Raymond Chandler Didn’t Care About Plot

Raymond Chandler

I’ve always found Raymond Chandler’s writing to be inspirational, sublime, and maddening. I have no idea how many times I’ve read Farewell, My Lovely, and there’s still a lot about it I just don’t get. The work is an adventure tale, a work of art, and a puzzle. Chandler broke a lot of rules. But I, and countless other fans, keep coming back.

This retrospective on Chandler’s unique approach in Literary Hub echoes my feelings toward this gifted and driven artist:

Looking at Chandler’s work in retrospect, it seems fair to say that he wasn’t really a “mystery writer”—or not first and foremost. Plots didn’t interest him much. They were just pegs on which to hang characters and language. His plots were not particularly original but that never bothered him. “Very likely Agatha Christie and Rex Stout write better mysteries. But their words don’t get up and walk. Mine do.” And: “I don’t care whether the mystery is fairly obvious but I do care about the people, about this strange, corrupt world we live in and how any man who tries to be honest looks in the end either sentimental or just plain foolish.”

Story construction and the tying up of loose ends never bothered him. When director Howard Hawks was filming The Big Sleep, he cabled Chandler: “Who killed the chauffeur?” Chandler cabled back: “No idea.”

When he himself collaborated with the young Billy Wilder on what was Chandler’s first Hollywood film, Double Indemnity, Wilder observed that “Chandler was a dilettante. He did not like the structure of a screenplay… He was a mess but he could write a beautiful sentence. ‘There is nothing as empty as an empty swimming pool.’ That is a great line.” He would later give his moody one-time partner credit for being “one of the greatest creative minds I’ve ever encountered.”

I think Chandler’s face reflects the purposeful rebellion and probing intelligence one senses behind the writer’s challenging and endlessly intriguing fiction.

18 thoughts on “Raymond Chandler Didn’t Care About Plot”

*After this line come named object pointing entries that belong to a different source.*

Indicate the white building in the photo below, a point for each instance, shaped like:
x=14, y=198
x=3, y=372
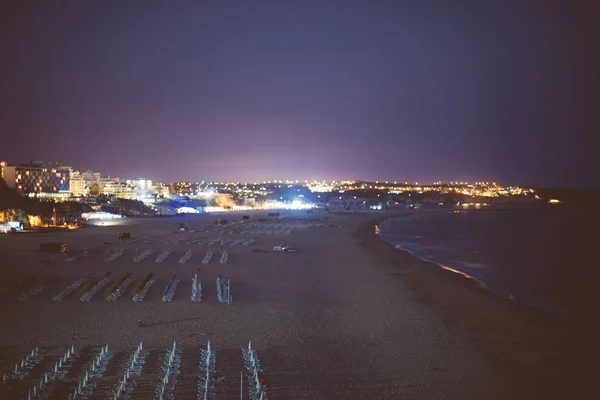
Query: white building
x=141, y=184
x=119, y=189
x=83, y=181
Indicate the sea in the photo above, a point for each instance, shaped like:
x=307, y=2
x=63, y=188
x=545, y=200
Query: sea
x=544, y=256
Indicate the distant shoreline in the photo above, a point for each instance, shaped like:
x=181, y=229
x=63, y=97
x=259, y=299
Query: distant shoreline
x=529, y=345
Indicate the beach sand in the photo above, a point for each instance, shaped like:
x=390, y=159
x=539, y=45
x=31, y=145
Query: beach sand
x=347, y=317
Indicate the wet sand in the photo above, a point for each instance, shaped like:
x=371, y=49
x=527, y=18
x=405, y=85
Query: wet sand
x=347, y=317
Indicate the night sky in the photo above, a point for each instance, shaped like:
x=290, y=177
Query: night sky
x=288, y=89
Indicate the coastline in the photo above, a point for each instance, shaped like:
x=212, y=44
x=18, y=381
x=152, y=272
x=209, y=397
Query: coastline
x=545, y=356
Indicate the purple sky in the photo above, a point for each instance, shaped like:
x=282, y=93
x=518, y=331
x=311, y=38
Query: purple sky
x=253, y=90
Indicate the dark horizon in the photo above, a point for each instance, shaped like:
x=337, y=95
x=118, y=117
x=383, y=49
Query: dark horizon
x=313, y=90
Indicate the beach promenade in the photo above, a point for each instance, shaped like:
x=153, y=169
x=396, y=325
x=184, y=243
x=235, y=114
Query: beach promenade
x=336, y=320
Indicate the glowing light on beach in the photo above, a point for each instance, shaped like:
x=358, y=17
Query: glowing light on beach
x=101, y=215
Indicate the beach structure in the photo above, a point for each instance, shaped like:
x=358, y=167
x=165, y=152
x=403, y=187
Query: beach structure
x=206, y=384
x=170, y=367
x=186, y=257
x=207, y=257
x=92, y=372
x=224, y=290
x=142, y=286
x=133, y=367
x=170, y=289
x=257, y=389
x=224, y=257
x=162, y=256
x=196, y=289
x=118, y=288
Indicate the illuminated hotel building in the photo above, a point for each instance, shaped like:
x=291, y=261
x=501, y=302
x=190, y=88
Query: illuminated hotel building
x=37, y=180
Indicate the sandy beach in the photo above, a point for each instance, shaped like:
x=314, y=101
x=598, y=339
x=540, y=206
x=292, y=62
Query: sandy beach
x=346, y=317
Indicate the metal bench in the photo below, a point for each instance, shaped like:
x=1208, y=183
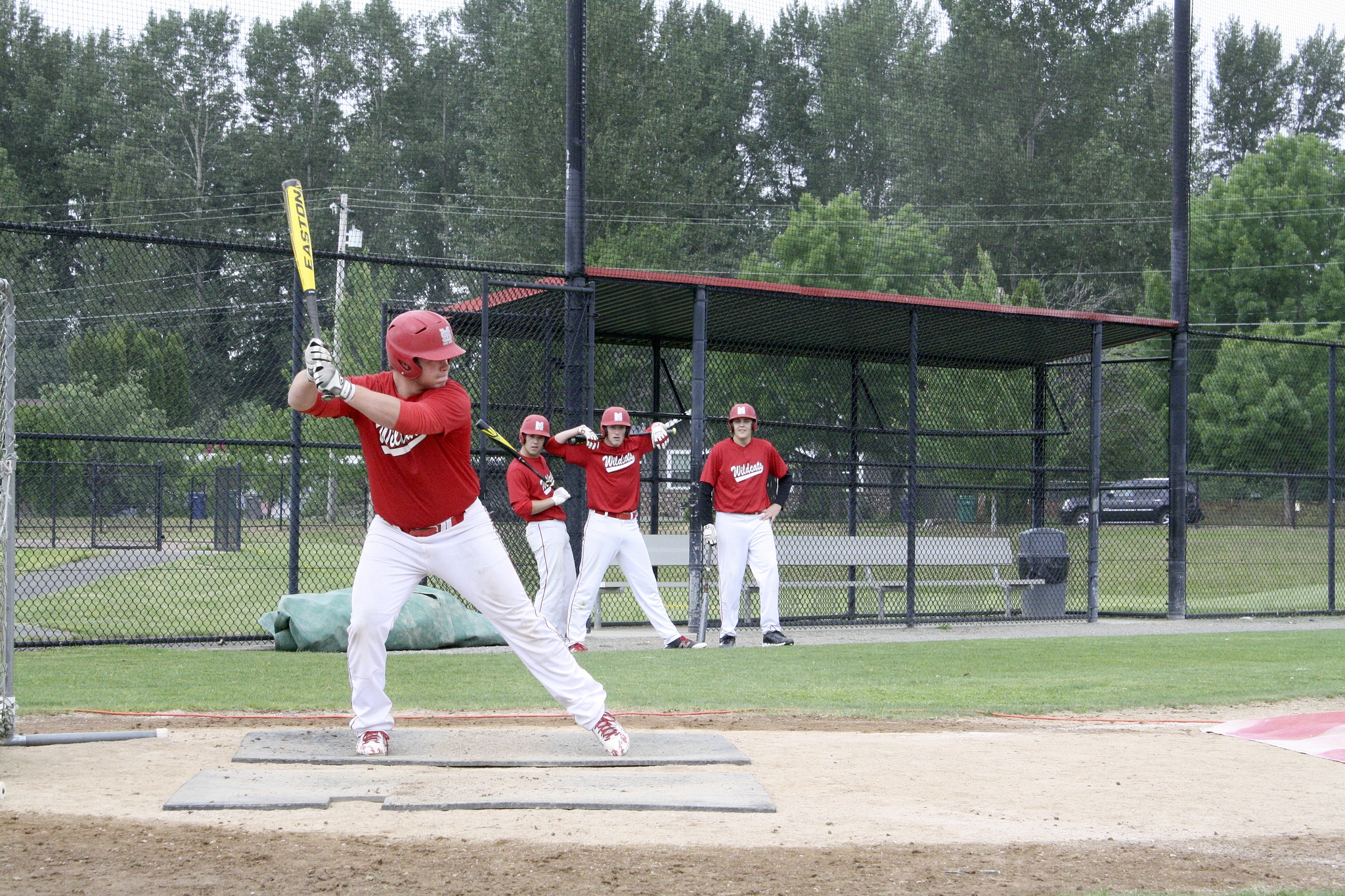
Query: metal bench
x=854, y=551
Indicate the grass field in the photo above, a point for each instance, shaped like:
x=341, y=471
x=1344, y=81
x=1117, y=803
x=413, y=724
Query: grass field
x=1028, y=675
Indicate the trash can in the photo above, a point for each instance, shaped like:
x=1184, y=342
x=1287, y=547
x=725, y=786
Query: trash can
x=1044, y=554
x=966, y=508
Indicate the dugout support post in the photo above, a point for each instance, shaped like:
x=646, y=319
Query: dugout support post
x=912, y=419
x=1094, y=468
x=296, y=435
x=698, y=608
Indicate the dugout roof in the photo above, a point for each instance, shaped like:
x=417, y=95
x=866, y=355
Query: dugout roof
x=779, y=319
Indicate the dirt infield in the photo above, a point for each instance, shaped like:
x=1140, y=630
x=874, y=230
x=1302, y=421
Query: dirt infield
x=865, y=806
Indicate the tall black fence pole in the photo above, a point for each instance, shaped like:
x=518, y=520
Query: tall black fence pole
x=296, y=436
x=697, y=603
x=1179, y=382
x=1331, y=479
x=1039, y=446
x=912, y=419
x=1094, y=469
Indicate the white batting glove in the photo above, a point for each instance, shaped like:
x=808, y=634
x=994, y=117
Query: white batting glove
x=315, y=354
x=330, y=382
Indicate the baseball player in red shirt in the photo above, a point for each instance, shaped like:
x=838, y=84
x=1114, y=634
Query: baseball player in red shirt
x=612, y=531
x=736, y=473
x=416, y=430
x=533, y=495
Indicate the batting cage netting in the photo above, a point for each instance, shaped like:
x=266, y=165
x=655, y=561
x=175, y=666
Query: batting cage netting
x=988, y=184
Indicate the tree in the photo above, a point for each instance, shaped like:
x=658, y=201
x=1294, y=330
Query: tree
x=839, y=246
x=1320, y=83
x=1269, y=240
x=1250, y=95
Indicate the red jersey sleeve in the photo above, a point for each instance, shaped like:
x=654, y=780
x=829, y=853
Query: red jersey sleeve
x=519, y=496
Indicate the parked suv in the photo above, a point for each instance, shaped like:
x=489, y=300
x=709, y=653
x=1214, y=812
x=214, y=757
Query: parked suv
x=1133, y=501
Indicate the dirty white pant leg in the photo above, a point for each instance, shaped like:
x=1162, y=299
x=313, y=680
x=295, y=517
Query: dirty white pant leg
x=766, y=570
x=472, y=561
x=634, y=559
x=390, y=565
x=735, y=534
x=600, y=545
x=550, y=543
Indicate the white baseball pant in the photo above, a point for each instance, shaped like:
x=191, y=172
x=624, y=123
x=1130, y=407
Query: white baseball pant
x=472, y=561
x=606, y=542
x=550, y=543
x=747, y=539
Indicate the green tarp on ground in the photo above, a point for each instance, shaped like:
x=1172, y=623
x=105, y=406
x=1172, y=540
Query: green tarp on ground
x=431, y=620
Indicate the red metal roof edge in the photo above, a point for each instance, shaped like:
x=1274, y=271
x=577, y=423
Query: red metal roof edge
x=730, y=282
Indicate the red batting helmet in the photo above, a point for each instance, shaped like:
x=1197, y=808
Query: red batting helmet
x=744, y=410
x=617, y=416
x=420, y=335
x=535, y=425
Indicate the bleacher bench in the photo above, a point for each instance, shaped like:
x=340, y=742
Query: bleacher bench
x=861, y=553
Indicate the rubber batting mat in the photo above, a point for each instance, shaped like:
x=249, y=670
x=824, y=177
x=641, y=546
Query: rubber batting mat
x=489, y=747
x=426, y=789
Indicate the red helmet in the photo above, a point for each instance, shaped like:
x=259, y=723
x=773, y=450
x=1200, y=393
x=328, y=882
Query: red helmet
x=420, y=335
x=617, y=416
x=743, y=410
x=535, y=425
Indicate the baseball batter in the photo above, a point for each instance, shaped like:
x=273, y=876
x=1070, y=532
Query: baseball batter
x=612, y=531
x=736, y=475
x=416, y=431
x=533, y=495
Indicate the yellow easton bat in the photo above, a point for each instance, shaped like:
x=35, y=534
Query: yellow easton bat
x=490, y=431
x=301, y=241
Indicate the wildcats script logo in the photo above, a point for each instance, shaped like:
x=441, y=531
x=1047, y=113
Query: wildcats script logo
x=397, y=444
x=747, y=471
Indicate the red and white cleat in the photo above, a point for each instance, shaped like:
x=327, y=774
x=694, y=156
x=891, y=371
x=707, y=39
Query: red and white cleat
x=612, y=735
x=373, y=743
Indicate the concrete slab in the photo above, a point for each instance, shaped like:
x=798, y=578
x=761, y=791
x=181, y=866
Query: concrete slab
x=591, y=789
x=277, y=789
x=489, y=747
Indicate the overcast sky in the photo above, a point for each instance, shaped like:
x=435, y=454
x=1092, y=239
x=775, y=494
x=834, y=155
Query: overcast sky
x=1296, y=19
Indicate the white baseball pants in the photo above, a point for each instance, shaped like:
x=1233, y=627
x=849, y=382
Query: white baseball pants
x=550, y=543
x=472, y=561
x=747, y=539
x=606, y=542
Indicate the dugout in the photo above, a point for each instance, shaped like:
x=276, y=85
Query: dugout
x=934, y=429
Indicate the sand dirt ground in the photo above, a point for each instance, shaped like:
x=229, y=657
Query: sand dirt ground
x=908, y=805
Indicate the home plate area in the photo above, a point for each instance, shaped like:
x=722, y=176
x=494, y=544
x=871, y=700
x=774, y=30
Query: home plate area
x=478, y=769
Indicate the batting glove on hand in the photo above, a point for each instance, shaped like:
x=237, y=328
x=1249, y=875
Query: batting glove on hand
x=315, y=354
x=330, y=382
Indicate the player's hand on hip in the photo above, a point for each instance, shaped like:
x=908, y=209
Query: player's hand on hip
x=330, y=382
x=315, y=355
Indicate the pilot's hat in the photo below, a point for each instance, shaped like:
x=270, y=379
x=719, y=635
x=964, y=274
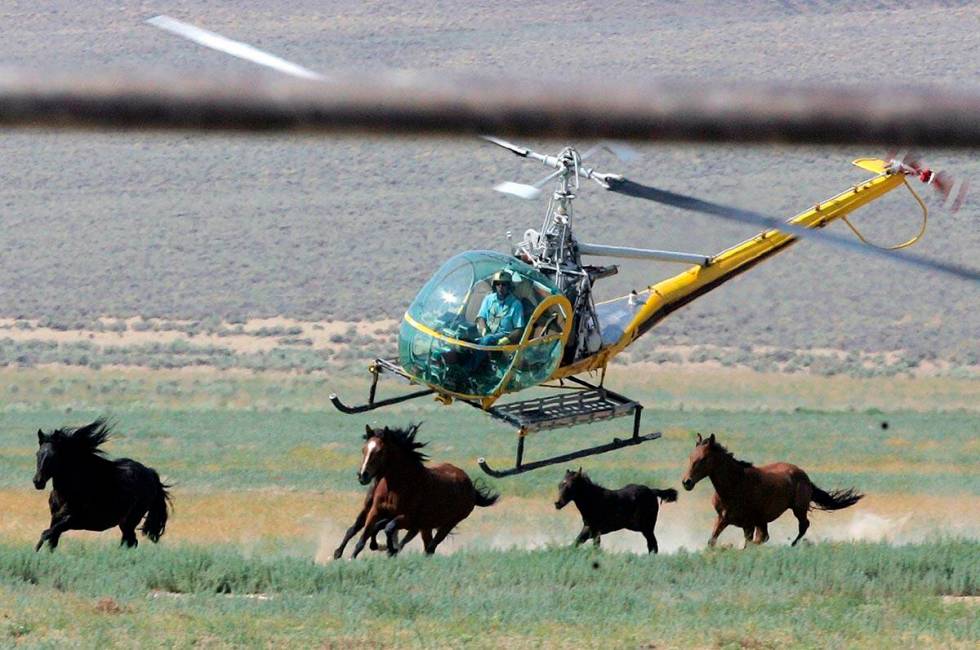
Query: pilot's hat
x=501, y=277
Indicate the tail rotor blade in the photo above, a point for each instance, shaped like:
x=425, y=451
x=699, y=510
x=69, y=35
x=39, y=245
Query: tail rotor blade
x=631, y=188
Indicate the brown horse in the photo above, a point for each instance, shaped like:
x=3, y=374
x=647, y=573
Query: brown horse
x=750, y=497
x=429, y=501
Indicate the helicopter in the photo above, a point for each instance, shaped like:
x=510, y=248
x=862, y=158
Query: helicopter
x=566, y=332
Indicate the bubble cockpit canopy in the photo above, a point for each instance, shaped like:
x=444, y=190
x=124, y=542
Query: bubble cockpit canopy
x=440, y=343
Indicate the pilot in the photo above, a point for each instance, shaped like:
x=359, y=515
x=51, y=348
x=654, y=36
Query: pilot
x=501, y=317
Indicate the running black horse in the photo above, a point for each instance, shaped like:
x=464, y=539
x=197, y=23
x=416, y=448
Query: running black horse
x=92, y=492
x=634, y=507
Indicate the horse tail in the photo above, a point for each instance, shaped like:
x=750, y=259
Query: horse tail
x=483, y=496
x=156, y=517
x=667, y=496
x=835, y=499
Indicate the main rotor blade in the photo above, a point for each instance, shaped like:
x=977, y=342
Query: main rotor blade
x=523, y=152
x=234, y=48
x=631, y=188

  1. The “who done it”has its place in mystery and suspense. As a reader, I seemed to gravitate to the “How they catch the bad guy” stories. As I developed my own fiction, I found the tales unfolding to be the latter. It’s what I know best. In my “real life” cases the “How to catch..” far outnumbered the “Who done it”. And the characters, both the good and the very bad, are just too much fun to create. Someday I may attempt the twisty turny baffler but there are so many of the others to tell first.